Masikot a déclaré que le retrait russe « est important en termes de moral pour les forces armées ukrainiennes. Il était clair que les choses allaient se corser pour ce groupe de troupes russes sur la rive ouest du fleuve depuis juillet ou août, elles étaient dures à tenir, les Ukrainiens ont attaqué plusieurs ponts. donc ils ne peuvent pas faire entrer et sortir des fournitures.

Massiccott a noté que les forces russes “avaient deux terribles choix avant cela : rester et être encerclé et arrêté, ce qui aurait été désastreux, ou une décision politique embarrassante de battre en retraite”.

Elle a également souligné qu ‘«il y a maintenant deux problèmes avec la sortie de la Russie de cette région, cela indique principalement la fin de leurs ambitions de contrôler la majeure partie de la côte ukrainienne dans la mer Noire, et deuxièmement, ce que la Russie se prépare maintenant à faire, c’est créer des positions défensives , tranchées du côté est de la rivière. Pour se défendre en Crimée des attaques « HIMARS » ou de la poursuite de l’avancée ukrainienne. La Crimée est désormais une préoccupation pour eux à mon avis.

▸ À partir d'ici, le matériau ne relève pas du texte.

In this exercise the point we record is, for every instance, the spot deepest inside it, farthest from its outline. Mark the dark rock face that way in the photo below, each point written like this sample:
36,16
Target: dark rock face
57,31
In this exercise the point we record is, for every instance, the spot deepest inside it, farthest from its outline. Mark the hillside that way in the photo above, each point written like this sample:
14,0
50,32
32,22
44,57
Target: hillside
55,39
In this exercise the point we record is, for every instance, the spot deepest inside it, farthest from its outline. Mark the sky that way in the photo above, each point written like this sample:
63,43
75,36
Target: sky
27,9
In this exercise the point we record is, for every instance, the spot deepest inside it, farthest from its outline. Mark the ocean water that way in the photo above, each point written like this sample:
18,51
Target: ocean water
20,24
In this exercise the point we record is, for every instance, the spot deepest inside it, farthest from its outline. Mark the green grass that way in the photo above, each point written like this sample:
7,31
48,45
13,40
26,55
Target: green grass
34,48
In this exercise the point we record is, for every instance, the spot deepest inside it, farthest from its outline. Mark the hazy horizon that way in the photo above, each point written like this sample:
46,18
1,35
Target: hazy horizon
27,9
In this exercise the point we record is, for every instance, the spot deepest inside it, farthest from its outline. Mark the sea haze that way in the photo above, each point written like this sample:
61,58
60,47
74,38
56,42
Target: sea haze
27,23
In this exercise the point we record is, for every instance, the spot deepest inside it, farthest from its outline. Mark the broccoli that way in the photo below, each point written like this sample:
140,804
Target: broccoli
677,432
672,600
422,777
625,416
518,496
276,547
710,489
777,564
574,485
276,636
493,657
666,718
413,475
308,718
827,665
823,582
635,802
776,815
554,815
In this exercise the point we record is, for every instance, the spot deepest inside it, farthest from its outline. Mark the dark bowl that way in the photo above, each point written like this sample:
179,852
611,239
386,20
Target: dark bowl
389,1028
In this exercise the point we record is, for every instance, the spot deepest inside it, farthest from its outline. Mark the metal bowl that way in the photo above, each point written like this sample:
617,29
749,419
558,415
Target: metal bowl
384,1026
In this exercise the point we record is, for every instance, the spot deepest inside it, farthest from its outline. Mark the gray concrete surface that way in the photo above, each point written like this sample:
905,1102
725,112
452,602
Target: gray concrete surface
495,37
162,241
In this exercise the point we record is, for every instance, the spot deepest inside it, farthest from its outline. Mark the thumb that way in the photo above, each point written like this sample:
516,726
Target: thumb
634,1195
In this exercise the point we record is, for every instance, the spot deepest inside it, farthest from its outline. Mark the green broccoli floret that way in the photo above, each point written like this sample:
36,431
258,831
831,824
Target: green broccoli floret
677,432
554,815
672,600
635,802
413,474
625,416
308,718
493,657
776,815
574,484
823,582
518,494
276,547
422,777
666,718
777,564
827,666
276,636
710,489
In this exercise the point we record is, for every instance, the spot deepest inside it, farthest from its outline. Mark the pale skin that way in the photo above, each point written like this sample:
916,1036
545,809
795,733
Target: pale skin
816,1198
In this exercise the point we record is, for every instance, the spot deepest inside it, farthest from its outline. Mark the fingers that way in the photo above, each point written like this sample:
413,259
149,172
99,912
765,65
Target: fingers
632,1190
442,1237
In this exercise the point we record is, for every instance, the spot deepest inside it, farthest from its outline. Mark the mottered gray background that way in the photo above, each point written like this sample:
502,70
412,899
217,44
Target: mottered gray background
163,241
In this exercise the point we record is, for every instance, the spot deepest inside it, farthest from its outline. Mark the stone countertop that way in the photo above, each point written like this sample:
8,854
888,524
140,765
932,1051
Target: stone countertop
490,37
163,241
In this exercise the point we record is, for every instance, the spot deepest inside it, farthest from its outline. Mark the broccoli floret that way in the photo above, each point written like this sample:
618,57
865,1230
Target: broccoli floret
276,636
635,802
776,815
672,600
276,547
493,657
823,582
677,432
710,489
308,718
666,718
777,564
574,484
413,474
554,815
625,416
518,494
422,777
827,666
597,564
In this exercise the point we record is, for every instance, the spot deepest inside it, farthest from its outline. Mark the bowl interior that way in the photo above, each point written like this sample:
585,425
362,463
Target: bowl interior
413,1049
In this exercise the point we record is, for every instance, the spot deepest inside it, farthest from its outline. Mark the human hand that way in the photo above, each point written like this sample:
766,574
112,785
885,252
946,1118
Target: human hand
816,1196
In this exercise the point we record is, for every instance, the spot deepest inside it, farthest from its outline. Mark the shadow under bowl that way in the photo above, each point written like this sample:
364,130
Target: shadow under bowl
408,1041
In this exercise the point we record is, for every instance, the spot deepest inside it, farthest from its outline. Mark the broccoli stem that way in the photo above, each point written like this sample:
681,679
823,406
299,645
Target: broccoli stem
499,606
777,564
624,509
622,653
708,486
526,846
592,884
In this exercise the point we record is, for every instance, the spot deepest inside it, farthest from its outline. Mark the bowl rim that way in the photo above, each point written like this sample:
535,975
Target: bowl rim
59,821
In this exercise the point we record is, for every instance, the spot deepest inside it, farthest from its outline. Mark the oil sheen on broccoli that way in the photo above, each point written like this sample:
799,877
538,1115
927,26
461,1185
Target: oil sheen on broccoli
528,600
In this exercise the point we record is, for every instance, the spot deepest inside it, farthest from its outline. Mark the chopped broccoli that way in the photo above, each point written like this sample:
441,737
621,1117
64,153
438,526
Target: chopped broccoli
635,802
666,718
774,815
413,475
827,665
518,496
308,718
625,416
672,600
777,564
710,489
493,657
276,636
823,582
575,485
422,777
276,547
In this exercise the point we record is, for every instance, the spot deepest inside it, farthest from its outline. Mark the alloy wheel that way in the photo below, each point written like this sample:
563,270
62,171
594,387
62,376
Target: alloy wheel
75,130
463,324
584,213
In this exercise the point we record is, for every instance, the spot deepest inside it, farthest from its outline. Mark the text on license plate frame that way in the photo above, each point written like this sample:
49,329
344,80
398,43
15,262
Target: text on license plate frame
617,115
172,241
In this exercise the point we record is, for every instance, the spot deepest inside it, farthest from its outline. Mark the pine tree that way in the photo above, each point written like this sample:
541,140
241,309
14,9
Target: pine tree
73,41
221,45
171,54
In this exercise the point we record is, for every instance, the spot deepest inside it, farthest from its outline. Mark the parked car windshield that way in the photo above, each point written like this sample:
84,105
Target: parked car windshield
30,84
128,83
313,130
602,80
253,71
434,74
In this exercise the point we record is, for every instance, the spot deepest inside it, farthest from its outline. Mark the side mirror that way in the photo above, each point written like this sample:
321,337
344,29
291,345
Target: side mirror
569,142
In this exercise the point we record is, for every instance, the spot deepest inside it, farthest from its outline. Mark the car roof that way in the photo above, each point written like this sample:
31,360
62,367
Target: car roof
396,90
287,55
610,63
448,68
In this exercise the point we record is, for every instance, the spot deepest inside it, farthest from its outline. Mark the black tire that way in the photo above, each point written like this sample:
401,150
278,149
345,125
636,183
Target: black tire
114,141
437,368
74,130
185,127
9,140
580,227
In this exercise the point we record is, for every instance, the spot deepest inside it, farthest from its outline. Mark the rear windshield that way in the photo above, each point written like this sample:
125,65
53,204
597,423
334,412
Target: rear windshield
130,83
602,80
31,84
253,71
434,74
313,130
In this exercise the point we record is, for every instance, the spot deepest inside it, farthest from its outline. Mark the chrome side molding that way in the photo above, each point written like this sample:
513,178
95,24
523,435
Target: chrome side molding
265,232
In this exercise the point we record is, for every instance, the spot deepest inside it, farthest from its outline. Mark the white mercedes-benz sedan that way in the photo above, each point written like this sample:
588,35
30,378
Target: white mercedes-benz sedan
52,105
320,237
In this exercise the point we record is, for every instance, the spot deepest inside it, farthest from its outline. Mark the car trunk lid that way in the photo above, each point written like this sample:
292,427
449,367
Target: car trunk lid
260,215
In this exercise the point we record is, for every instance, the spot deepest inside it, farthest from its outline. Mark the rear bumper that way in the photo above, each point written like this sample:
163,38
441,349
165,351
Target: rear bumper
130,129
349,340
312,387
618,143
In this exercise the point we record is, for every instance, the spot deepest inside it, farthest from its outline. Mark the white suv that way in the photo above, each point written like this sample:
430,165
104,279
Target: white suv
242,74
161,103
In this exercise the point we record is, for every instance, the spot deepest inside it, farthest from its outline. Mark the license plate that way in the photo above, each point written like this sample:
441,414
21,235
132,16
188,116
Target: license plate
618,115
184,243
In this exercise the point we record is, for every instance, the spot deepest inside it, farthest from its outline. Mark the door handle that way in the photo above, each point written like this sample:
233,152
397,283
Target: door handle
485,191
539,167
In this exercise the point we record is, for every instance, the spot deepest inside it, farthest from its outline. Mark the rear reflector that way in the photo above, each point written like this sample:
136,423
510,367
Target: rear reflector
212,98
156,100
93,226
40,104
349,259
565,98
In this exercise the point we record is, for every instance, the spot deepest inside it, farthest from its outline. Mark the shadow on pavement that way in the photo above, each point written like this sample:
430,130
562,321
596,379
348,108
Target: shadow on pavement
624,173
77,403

Quant à comparer ce retrait à celui qui a eu lieu à Kharkiv en septembre, Masikot a noté que ce dernier « peut être qualifié de turbulence. Les unités ukrainiennes ont pressé les forces russes les moins puissantes, pas particulièrement les unités avec une préparation maximale, et lorsqu’elles ont été confrontées aux Ukrainiens dans des batailles, elles se sont simplement enfuies. C’était une retraite paniquée, ils ont abandonné l’équipement et les munitions, ils étaient dans une sortie vraiment effrayée.

« Je vais comparer cela à ce qui s’est passé récemment à Kharkiv. C’était quelque chose qui était contrôlé, les unités retournaient à des positions pré-préparées. Ils le faisaient lentement au fil du temps, je pense que c’était un processus en cours depuis au moins trois ou quatre semaines. C’était une retraite, mais nous n’avons pas vu de grandes batailles ou de grandes pertes chez les soldats russes. Ce n’était pas une retraite paniquée, c’était à la hâte mais sans panique.